To surprise her brother, Laura Kuykendall had hired a gray stretch limousine that was waiting to take the family to his San Diego home. Laura Kuykendall had originally planned on her brother arriving Sunday. Then Navy officials informed her that he would arrive instead on Tuesday. So she canceled the limousine. Her mother Marian, a Hemet resident, halted her preparations to bake lasagna and chocolate chip cookies.

But with the early morning call, the family was jolted into action. Marian Kuykendall baked the lasagna and cookies at 5:30 a.m. Sunday.

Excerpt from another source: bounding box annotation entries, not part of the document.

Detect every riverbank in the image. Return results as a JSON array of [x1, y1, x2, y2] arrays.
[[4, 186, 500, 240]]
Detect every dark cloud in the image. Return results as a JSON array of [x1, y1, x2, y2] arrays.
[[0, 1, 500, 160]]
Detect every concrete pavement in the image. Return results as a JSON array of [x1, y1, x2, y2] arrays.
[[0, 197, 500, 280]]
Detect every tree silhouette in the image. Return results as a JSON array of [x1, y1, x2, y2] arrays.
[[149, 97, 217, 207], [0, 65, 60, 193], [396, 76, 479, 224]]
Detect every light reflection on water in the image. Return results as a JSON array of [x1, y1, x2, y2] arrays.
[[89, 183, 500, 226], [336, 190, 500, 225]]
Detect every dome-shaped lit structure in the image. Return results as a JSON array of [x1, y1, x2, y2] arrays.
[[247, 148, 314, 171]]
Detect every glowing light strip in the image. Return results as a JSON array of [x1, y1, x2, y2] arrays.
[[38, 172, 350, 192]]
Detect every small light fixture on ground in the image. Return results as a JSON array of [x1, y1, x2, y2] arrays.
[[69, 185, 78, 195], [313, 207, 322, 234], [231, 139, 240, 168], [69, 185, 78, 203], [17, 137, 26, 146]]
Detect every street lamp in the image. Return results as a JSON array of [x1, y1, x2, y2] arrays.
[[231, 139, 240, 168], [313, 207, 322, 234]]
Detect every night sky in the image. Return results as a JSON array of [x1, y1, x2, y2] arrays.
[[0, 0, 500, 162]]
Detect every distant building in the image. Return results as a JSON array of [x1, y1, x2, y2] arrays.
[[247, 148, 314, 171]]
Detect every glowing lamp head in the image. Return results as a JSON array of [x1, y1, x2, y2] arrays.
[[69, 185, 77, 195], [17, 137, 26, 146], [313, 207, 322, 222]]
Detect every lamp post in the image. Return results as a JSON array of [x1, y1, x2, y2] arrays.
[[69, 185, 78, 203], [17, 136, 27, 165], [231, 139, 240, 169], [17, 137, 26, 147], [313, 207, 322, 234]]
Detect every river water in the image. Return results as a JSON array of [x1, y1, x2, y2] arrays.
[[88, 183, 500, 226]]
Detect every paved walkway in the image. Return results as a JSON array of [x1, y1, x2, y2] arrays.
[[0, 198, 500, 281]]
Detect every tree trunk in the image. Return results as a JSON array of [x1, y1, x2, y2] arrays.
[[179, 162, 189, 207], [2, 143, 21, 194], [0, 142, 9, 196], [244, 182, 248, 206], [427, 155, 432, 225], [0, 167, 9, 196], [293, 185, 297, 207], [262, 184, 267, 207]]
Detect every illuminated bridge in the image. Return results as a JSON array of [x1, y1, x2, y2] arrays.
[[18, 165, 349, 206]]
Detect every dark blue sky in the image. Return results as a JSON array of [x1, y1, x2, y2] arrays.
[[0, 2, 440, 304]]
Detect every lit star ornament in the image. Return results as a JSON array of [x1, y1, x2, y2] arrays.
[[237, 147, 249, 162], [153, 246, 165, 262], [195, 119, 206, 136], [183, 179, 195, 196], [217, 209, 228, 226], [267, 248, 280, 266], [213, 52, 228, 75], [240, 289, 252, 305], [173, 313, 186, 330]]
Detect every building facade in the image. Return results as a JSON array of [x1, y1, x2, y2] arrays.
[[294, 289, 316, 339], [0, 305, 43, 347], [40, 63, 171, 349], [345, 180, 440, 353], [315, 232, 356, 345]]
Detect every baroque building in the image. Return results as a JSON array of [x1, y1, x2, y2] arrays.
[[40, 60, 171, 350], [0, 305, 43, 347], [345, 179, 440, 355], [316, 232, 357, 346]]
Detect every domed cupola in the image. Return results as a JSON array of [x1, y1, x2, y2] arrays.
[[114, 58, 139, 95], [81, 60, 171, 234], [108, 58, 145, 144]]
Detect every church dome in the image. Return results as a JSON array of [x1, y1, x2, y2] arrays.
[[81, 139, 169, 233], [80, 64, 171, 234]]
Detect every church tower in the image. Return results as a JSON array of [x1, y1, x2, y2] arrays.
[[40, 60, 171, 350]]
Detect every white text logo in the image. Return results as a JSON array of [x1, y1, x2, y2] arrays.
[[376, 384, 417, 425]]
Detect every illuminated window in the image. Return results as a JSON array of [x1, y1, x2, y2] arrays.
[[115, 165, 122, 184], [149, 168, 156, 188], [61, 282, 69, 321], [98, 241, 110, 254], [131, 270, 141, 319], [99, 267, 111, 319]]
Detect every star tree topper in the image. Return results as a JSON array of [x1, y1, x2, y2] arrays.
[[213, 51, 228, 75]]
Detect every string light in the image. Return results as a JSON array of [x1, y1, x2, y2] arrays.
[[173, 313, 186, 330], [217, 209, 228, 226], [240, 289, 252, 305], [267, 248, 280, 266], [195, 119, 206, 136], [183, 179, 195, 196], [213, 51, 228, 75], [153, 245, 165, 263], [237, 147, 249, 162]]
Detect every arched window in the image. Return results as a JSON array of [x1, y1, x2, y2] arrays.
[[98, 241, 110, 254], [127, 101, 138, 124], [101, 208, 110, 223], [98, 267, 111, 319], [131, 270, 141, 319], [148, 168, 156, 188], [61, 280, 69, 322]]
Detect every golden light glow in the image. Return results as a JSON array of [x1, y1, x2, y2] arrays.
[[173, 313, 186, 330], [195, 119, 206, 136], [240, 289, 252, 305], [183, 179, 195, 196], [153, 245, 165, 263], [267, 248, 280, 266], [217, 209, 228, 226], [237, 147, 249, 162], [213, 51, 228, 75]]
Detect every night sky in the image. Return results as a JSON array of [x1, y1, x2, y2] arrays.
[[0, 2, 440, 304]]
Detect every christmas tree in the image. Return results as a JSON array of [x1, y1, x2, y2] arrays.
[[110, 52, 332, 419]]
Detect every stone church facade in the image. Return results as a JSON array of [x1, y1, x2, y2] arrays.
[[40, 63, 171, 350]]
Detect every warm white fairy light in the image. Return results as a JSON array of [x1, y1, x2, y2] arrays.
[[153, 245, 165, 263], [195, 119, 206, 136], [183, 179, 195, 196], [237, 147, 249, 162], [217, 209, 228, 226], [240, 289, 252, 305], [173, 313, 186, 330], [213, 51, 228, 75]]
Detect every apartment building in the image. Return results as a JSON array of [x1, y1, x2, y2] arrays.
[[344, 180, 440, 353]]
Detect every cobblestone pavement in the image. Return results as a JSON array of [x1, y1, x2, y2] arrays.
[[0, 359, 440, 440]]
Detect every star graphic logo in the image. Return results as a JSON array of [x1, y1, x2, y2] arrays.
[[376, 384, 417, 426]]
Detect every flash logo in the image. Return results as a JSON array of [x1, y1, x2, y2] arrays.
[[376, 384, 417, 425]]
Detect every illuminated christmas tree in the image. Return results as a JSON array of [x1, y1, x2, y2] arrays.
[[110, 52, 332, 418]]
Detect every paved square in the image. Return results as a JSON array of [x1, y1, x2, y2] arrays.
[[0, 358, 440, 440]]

They re-booked the limousine and had enough time to write up two signs: “Welcome Home Brent, Cold Beer Waiting” and “Brent, Babes Await.”

Shaun, 10, and Matthew, 12, bounded across the apron as soon as they spotted their father, Petty Officer Kerry Fischer. The youngsters left their mother, Julie, holding 7-month-old Ryan and 6-year-old Tanner to weave their way through the crowd. But as soon as Julie Fischer caught up with the boys, her husband wrapped her in his arms.

“I’ve been looking forward to this for seven months,” said Kerry Fischer, stroking his wife’s arm as he hugged her and the baby, who had grown eight teeth and learned to crawl since he last saw him.

Clutching Ryan in his arms, Fischer marveled, “He was so tiny when I left, now look at him. Just to hold him is the greatest.”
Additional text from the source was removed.